The airy, soaring stairwell, situated in the heart of the home, is equally delightful. ‘It was the darkest and the most uninspiring part of the house,’ says Corey, who, with Oliver, spent hours sanding away layers of lead paint to reveal the underlying pine. The process was painstaking: ‘for about four months, we were here every morning before work, every evening afterwards, and on the weekends, living on a diet of Salt and Vinegar McCoy’s.’ With the help of an architect friend and Tilly, Corey transformed the double-height space by adding a skylight and removing a defunct central heating shaft to make room for a multi-level library with floating shelves. ‘My partner is an avid reader, so we made a compromise: he can have the bookshelves if I get more wardrobe space.’

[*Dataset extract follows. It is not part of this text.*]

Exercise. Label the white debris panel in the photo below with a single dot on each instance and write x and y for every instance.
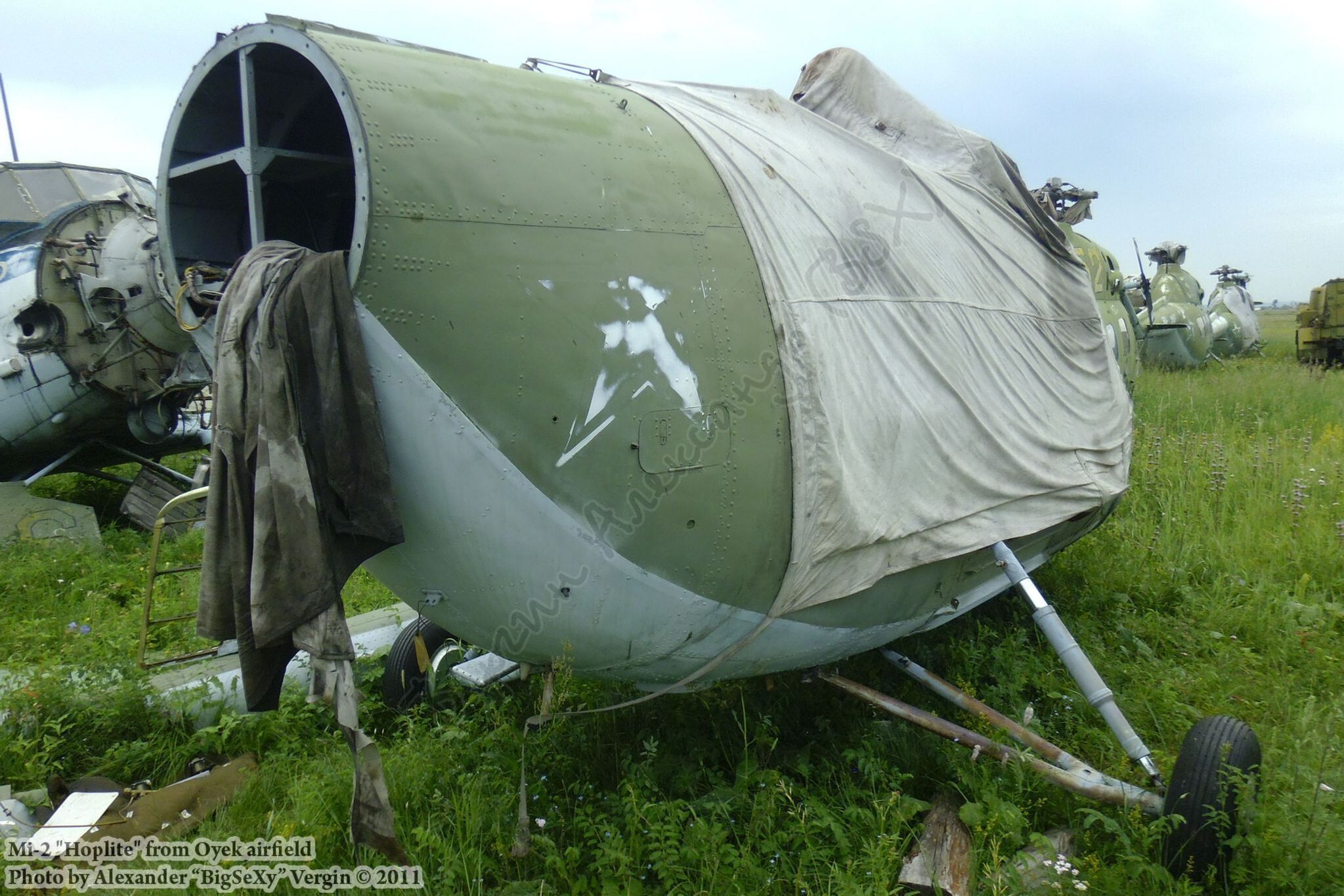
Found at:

The project took a year to complete and included converting the garage into a study, creating a record room (vinyl is to Corey what books are to Oliver), and a Japanese-inspired rear extension for the open-plan kitchen and dining area. But perhaps no space has brought Corey as much glee as her garden. Inspired by artist and filmmaker Derek Jarman’s shingle garden at Prospect Cottage in Dungeness, it’s pretty but not prim, with an abundance of pink and purple flowers (chosen to encourage biodiversity) growing from anywhere but a neat bed. Instead of lawn, there’s shingle and paving stones that look like they’ve been there for a lifetime (they haven’t; Corey sourced them from Freecycle). ‘As the garden matures, the jasmine will cover the back fence, and the creeping jenny will engulf the paving stones,’ says Corey. ‘The garden is very much an extension of the home.’ And, as Corey intended, her home is very much an extension of her.